It is well-settled that to constitute a waiver of a constitutional right, it must appear,

A

first, that the right exists;
secondly, that the persons involved had knowledge, either actual or constructive, of the existence of such right; and, lastly, that said person had an actual intention to relinquish the right. (67 C. J., 299.) It is true that the petitioner did not object to the legality of the search when it was made. She could not have objected because she was sick and was not present when the warrant was served upon Alfredo Salas. Certainly, the constitutional immunity from unreasonable searches and seizures, being a personal one, cannot be waived by anyone except the person whose rights are invaded or one who is expressly authorized to do so in his or her behalf. (56 C. J., p. 1183.) Of course, the petitioner came to know later of the seizure of some of her papers and documents. But this was precisely the reason why she sent her attorneys to the office of the Anti-Usuary Board to demand the return of the documents seized. In any event, the failure on the part of the petitioner and her bookkeeper to resist or object to the execution of the warrant does not constitute an implied waiver of constitutional right.
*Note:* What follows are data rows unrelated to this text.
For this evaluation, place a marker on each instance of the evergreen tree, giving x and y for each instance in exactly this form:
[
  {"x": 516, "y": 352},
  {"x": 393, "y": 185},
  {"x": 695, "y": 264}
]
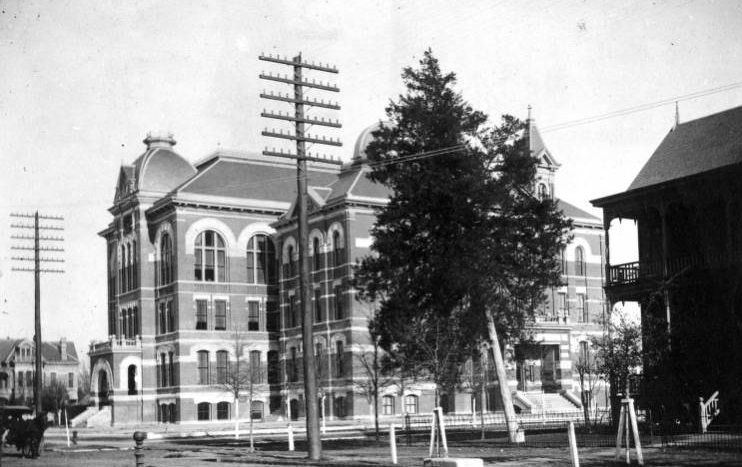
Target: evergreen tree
[{"x": 463, "y": 250}]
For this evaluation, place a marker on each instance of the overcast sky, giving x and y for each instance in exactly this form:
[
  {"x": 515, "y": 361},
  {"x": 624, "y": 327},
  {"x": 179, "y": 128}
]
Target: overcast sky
[{"x": 81, "y": 83}]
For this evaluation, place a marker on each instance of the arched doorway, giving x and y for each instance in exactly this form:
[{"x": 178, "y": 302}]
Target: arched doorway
[
  {"x": 294, "y": 405},
  {"x": 103, "y": 388}
]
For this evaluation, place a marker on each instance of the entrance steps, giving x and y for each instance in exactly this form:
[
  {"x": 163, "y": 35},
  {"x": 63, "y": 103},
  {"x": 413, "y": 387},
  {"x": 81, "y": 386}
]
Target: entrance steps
[
  {"x": 544, "y": 402},
  {"x": 101, "y": 418}
]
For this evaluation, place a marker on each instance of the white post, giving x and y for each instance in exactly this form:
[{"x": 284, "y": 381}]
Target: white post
[
  {"x": 237, "y": 418},
  {"x": 635, "y": 429},
  {"x": 619, "y": 434},
  {"x": 573, "y": 445},
  {"x": 67, "y": 426},
  {"x": 291, "y": 437},
  {"x": 432, "y": 434},
  {"x": 443, "y": 431},
  {"x": 393, "y": 443}
]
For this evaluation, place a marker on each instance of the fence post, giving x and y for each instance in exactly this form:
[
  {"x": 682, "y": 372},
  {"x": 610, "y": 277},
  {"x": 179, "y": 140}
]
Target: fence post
[
  {"x": 291, "y": 437},
  {"x": 393, "y": 443},
  {"x": 573, "y": 445},
  {"x": 408, "y": 429},
  {"x": 139, "y": 437}
]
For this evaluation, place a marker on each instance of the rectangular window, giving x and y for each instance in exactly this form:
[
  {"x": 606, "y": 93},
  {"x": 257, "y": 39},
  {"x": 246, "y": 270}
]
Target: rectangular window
[
  {"x": 201, "y": 307},
  {"x": 584, "y": 353},
  {"x": 272, "y": 316},
  {"x": 204, "y": 409},
  {"x": 339, "y": 311},
  {"x": 253, "y": 316},
  {"x": 209, "y": 265},
  {"x": 170, "y": 316},
  {"x": 339, "y": 359},
  {"x": 255, "y": 370},
  {"x": 317, "y": 306},
  {"x": 198, "y": 266},
  {"x": 388, "y": 405},
  {"x": 220, "y": 315},
  {"x": 203, "y": 367},
  {"x": 221, "y": 367},
  {"x": 293, "y": 373},
  {"x": 562, "y": 300},
  {"x": 581, "y": 308},
  {"x": 410, "y": 404}
]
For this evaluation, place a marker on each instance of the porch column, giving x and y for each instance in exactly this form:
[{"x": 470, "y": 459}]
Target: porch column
[{"x": 665, "y": 269}]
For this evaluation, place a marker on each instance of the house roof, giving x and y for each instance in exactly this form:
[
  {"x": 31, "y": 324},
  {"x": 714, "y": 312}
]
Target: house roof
[
  {"x": 250, "y": 178},
  {"x": 575, "y": 213},
  {"x": 694, "y": 147},
  {"x": 50, "y": 351}
]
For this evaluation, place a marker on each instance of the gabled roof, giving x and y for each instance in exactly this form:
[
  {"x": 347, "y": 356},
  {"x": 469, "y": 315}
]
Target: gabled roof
[
  {"x": 577, "y": 214},
  {"x": 6, "y": 348},
  {"x": 694, "y": 147},
  {"x": 249, "y": 177}
]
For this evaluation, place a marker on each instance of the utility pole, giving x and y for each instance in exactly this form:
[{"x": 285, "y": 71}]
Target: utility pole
[
  {"x": 37, "y": 269},
  {"x": 300, "y": 120}
]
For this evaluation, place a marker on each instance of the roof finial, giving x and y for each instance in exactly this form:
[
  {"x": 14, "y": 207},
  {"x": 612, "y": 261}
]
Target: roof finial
[{"x": 677, "y": 115}]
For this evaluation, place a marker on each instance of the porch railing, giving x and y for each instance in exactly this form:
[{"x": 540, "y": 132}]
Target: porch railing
[{"x": 632, "y": 273}]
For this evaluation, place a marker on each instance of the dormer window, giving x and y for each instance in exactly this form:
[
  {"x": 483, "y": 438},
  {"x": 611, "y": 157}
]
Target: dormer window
[{"x": 543, "y": 191}]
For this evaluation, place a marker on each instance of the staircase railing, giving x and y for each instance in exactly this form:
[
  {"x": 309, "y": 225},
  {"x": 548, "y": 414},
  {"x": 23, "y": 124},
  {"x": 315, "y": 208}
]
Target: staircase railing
[{"x": 708, "y": 410}]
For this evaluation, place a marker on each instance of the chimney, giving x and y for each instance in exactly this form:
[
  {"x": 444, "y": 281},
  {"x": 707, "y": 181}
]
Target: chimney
[
  {"x": 63, "y": 348},
  {"x": 159, "y": 139}
]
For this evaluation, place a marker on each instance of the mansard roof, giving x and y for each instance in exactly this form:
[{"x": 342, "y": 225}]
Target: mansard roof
[{"x": 693, "y": 148}]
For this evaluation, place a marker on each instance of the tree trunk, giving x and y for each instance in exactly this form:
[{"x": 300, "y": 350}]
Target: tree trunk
[
  {"x": 502, "y": 380},
  {"x": 236, "y": 418},
  {"x": 249, "y": 412},
  {"x": 376, "y": 413}
]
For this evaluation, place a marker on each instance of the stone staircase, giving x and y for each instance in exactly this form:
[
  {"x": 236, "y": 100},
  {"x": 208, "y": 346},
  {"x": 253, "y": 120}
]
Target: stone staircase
[
  {"x": 101, "y": 418},
  {"x": 82, "y": 418},
  {"x": 549, "y": 402}
]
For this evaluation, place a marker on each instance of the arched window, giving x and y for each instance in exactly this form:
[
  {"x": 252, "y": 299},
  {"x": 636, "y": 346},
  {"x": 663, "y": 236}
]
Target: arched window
[
  {"x": 317, "y": 263},
  {"x": 132, "y": 379},
  {"x": 256, "y": 410},
  {"x": 166, "y": 259},
  {"x": 124, "y": 284},
  {"x": 290, "y": 253},
  {"x": 410, "y": 403},
  {"x": 134, "y": 265},
  {"x": 388, "y": 405},
  {"x": 222, "y": 411},
  {"x": 543, "y": 192},
  {"x": 211, "y": 257},
  {"x": 204, "y": 411},
  {"x": 579, "y": 261},
  {"x": 203, "y": 367},
  {"x": 261, "y": 260},
  {"x": 221, "y": 366},
  {"x": 337, "y": 256}
]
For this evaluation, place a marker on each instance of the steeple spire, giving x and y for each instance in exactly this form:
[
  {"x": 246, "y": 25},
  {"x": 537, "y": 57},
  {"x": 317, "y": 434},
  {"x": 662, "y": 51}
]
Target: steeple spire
[{"x": 677, "y": 115}]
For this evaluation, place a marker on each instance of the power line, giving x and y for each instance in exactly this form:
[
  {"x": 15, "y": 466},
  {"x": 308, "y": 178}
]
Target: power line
[{"x": 639, "y": 108}]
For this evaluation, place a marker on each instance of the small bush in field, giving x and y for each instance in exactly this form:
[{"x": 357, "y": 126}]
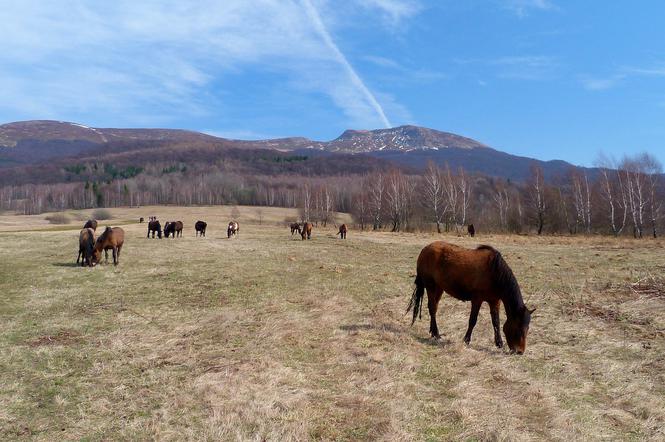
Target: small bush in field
[
  {"x": 101, "y": 214},
  {"x": 58, "y": 218}
]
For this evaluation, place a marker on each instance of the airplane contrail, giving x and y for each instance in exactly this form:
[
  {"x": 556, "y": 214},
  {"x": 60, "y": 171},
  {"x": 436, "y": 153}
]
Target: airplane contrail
[{"x": 355, "y": 78}]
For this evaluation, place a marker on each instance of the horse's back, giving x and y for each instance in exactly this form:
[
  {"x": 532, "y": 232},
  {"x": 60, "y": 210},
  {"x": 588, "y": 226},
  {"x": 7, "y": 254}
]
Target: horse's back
[
  {"x": 460, "y": 272},
  {"x": 118, "y": 236}
]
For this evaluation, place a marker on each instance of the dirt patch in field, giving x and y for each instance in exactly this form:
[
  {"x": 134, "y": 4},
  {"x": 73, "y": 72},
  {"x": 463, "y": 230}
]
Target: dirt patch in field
[
  {"x": 63, "y": 337},
  {"x": 652, "y": 287}
]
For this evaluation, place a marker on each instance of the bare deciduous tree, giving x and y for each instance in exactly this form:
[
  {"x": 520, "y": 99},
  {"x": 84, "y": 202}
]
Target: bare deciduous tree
[
  {"x": 433, "y": 194},
  {"x": 537, "y": 202}
]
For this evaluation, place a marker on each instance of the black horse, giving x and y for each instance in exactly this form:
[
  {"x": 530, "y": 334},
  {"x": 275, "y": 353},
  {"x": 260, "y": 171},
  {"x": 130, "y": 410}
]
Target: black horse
[{"x": 155, "y": 227}]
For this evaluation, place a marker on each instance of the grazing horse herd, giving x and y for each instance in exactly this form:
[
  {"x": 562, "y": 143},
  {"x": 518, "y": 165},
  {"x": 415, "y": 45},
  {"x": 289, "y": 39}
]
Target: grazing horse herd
[{"x": 475, "y": 275}]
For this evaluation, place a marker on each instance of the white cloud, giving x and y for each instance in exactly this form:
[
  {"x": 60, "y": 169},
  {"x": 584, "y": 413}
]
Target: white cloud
[
  {"x": 343, "y": 93},
  {"x": 395, "y": 10},
  {"x": 521, "y": 67},
  {"x": 522, "y": 8},
  {"x": 72, "y": 58},
  {"x": 600, "y": 84}
]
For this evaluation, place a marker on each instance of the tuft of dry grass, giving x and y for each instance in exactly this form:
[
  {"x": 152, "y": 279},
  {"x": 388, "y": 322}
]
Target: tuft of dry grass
[
  {"x": 267, "y": 337},
  {"x": 58, "y": 218}
]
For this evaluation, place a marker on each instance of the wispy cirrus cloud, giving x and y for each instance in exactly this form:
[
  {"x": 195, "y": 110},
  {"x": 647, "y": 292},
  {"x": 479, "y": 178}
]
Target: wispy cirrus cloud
[
  {"x": 395, "y": 11},
  {"x": 356, "y": 82},
  {"x": 523, "y": 8},
  {"x": 619, "y": 76},
  {"x": 518, "y": 67},
  {"x": 600, "y": 84},
  {"x": 155, "y": 61}
]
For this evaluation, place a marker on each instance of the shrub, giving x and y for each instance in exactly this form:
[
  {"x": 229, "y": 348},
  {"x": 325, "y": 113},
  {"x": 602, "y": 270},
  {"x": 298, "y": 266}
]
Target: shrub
[
  {"x": 101, "y": 214},
  {"x": 58, "y": 218}
]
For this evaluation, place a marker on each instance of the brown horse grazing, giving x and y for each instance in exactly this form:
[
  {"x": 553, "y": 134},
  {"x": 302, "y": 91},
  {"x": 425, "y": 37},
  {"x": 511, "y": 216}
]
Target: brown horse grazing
[
  {"x": 111, "y": 239},
  {"x": 154, "y": 226},
  {"x": 479, "y": 275},
  {"x": 306, "y": 231},
  {"x": 173, "y": 228},
  {"x": 200, "y": 227},
  {"x": 91, "y": 224},
  {"x": 86, "y": 247},
  {"x": 233, "y": 229}
]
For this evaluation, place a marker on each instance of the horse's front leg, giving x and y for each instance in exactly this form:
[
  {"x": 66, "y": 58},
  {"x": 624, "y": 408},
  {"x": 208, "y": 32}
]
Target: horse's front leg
[
  {"x": 433, "y": 298},
  {"x": 475, "y": 308},
  {"x": 494, "y": 311}
]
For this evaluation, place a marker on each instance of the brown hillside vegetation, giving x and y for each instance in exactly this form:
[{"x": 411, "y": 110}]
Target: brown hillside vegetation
[{"x": 267, "y": 337}]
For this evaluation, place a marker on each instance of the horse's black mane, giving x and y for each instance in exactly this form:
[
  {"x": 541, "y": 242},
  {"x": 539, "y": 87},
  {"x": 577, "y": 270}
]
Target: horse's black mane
[{"x": 504, "y": 276}]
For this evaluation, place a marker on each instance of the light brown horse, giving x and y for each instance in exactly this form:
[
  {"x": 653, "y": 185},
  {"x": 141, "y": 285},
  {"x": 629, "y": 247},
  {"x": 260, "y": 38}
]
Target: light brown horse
[
  {"x": 92, "y": 224},
  {"x": 200, "y": 227},
  {"x": 173, "y": 228},
  {"x": 110, "y": 239},
  {"x": 86, "y": 246},
  {"x": 479, "y": 275},
  {"x": 233, "y": 229},
  {"x": 306, "y": 231}
]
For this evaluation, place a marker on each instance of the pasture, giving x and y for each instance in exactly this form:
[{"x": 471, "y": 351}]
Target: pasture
[{"x": 267, "y": 337}]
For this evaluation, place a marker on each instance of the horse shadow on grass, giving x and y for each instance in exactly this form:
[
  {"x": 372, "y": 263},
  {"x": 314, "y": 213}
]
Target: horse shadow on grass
[
  {"x": 364, "y": 327},
  {"x": 65, "y": 264}
]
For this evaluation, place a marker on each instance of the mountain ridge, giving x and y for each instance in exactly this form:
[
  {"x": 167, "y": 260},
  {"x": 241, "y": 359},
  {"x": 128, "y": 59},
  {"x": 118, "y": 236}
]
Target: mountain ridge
[{"x": 37, "y": 142}]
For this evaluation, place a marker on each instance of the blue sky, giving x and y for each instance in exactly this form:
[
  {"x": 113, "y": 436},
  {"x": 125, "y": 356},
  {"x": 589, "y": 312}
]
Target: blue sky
[{"x": 541, "y": 78}]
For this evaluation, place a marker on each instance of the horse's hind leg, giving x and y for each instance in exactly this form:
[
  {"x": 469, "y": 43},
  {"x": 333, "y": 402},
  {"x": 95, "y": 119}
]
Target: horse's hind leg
[
  {"x": 494, "y": 311},
  {"x": 475, "y": 308},
  {"x": 433, "y": 298}
]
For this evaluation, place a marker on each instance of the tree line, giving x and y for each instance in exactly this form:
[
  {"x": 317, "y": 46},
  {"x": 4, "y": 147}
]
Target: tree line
[{"x": 623, "y": 197}]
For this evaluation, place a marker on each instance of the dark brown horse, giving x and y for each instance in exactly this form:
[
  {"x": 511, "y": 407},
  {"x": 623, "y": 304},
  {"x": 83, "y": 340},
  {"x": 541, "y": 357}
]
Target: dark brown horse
[
  {"x": 479, "y": 275},
  {"x": 200, "y": 227},
  {"x": 155, "y": 227},
  {"x": 91, "y": 224},
  {"x": 111, "y": 239},
  {"x": 173, "y": 228},
  {"x": 233, "y": 229},
  {"x": 306, "y": 231},
  {"x": 86, "y": 247}
]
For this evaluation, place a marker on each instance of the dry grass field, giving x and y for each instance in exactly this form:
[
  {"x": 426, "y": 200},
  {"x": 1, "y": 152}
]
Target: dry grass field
[{"x": 266, "y": 337}]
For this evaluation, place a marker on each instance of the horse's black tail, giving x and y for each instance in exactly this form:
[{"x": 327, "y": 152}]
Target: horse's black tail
[{"x": 417, "y": 299}]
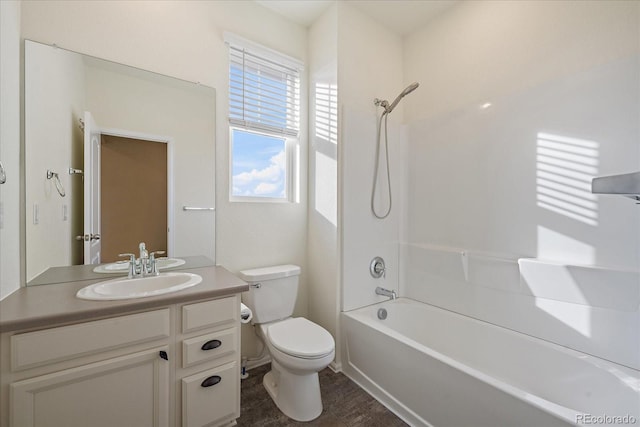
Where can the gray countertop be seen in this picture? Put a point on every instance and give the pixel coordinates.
(75, 273)
(53, 304)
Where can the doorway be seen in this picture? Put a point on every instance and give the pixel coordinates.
(133, 195)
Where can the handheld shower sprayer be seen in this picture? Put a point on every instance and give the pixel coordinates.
(413, 86)
(388, 108)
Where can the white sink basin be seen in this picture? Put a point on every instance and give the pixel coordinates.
(123, 266)
(142, 287)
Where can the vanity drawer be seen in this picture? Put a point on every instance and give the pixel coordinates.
(209, 347)
(67, 342)
(210, 313)
(211, 396)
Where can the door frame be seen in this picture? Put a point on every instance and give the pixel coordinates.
(170, 142)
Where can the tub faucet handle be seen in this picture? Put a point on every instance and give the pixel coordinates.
(386, 292)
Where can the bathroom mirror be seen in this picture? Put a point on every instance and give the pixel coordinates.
(148, 165)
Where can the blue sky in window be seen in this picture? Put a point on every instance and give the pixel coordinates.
(259, 165)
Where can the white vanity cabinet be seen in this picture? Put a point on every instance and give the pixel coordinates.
(208, 366)
(173, 366)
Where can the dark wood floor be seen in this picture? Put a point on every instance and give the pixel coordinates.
(345, 404)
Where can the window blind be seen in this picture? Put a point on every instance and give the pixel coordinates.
(264, 94)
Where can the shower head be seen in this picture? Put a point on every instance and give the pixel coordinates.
(413, 86)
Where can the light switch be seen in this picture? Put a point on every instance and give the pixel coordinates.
(36, 214)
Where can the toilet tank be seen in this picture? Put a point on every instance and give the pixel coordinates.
(272, 291)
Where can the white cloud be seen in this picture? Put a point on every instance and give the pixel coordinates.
(268, 181)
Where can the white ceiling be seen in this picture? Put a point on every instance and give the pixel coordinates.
(400, 16)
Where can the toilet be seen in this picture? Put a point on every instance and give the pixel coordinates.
(299, 348)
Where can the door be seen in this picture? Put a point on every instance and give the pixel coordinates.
(91, 190)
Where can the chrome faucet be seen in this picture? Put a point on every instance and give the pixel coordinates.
(386, 292)
(146, 265)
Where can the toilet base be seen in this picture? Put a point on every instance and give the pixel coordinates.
(297, 396)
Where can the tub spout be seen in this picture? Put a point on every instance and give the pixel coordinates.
(386, 292)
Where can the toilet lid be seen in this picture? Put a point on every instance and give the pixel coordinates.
(301, 338)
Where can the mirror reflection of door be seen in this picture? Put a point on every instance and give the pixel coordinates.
(133, 195)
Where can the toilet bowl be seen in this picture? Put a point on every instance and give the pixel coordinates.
(299, 348)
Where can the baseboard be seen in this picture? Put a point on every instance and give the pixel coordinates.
(258, 362)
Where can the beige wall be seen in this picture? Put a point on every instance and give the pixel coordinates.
(10, 146)
(323, 173)
(185, 39)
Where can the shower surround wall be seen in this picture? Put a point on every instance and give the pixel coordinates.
(520, 104)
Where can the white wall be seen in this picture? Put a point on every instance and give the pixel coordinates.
(490, 186)
(184, 39)
(370, 66)
(10, 146)
(55, 99)
(323, 173)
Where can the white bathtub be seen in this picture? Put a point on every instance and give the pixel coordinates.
(434, 367)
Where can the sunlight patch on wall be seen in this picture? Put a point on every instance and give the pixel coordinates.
(564, 169)
(326, 152)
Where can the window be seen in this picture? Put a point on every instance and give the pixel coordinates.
(264, 120)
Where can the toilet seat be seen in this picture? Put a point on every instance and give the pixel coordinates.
(301, 338)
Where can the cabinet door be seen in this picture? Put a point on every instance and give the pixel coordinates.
(131, 390)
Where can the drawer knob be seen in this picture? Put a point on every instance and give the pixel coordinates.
(211, 381)
(210, 345)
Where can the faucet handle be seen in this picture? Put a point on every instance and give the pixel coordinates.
(132, 257)
(153, 254)
(153, 266)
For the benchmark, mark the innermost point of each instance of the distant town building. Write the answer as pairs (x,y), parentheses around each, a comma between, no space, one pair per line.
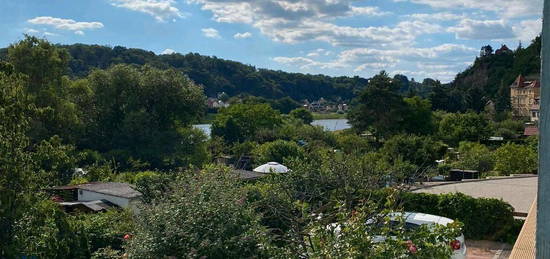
(535,110)
(523,95)
(214,103)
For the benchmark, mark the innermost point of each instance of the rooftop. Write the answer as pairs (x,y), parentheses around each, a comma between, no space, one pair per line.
(123,190)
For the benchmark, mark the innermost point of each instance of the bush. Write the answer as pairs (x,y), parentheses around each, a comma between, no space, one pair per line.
(277,151)
(483,218)
(515,159)
(420,151)
(475,156)
(354,144)
(304,115)
(206,215)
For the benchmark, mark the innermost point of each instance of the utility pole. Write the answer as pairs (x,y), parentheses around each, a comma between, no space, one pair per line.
(543,202)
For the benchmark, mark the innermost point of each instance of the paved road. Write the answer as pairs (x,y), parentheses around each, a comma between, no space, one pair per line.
(519,192)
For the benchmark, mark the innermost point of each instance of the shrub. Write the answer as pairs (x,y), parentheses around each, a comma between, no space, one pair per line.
(277,151)
(483,218)
(354,144)
(206,215)
(515,159)
(304,115)
(420,151)
(475,156)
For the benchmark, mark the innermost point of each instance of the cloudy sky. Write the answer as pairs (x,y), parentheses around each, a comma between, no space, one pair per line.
(418,38)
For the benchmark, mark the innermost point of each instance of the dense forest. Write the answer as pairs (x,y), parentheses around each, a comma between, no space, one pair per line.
(216,75)
(132,123)
(484,82)
(488,79)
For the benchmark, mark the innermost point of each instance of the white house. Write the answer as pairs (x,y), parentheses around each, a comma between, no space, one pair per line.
(93,194)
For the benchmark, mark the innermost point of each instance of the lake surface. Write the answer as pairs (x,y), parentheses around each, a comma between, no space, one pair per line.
(330,125)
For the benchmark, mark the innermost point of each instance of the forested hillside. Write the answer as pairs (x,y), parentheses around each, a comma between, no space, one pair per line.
(488,79)
(217,75)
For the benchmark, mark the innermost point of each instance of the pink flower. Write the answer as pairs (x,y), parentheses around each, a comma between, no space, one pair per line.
(412,248)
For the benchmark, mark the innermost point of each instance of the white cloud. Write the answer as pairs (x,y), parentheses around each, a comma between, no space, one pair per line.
(65,24)
(211,33)
(306,63)
(482,30)
(504,8)
(49,34)
(527,30)
(441,62)
(319,52)
(445,16)
(31,31)
(367,10)
(168,52)
(243,35)
(162,10)
(292,21)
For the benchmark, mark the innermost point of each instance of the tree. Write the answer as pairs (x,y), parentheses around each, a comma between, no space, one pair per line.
(379,108)
(45,66)
(418,118)
(420,151)
(486,51)
(456,127)
(241,122)
(277,151)
(302,114)
(16,166)
(43,62)
(475,156)
(145,114)
(206,215)
(515,159)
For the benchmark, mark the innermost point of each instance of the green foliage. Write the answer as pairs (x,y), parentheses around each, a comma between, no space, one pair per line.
(56,160)
(241,122)
(304,115)
(457,127)
(144,115)
(205,215)
(420,151)
(350,237)
(475,156)
(488,79)
(45,65)
(17,178)
(418,117)
(219,75)
(44,231)
(152,185)
(513,158)
(104,230)
(351,143)
(483,218)
(509,128)
(379,107)
(277,151)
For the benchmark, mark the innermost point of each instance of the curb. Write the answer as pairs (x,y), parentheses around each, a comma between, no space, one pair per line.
(473,181)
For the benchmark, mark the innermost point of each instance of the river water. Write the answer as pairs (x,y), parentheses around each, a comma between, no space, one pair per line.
(330,125)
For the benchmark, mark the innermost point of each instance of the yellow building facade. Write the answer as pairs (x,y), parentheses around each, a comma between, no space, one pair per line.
(524,94)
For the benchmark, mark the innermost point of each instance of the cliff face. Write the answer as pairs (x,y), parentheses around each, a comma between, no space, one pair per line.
(491,74)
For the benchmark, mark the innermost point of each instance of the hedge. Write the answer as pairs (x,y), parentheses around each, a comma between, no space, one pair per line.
(483,218)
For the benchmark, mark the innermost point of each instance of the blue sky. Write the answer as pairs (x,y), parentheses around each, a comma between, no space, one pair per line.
(417,38)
It is, as Judge Cooley observes, but a submission to the authority of the law. (Const. Lim., 8th ed., Vol., I, p. 630.) As the constitutional guaranty is not dependent upon any affirmative act of the citizen, the courts do not place the citizen in the position of either contesting an officer’s authority by force, or waiving his constitutional rights; but instead they hold that a peaceful submission to a search or seizure is not a consent or an invitation thereto, but is merely a demonstration of regard for the supremacy of the law. (56 C.J., pp. 1180, 1181.)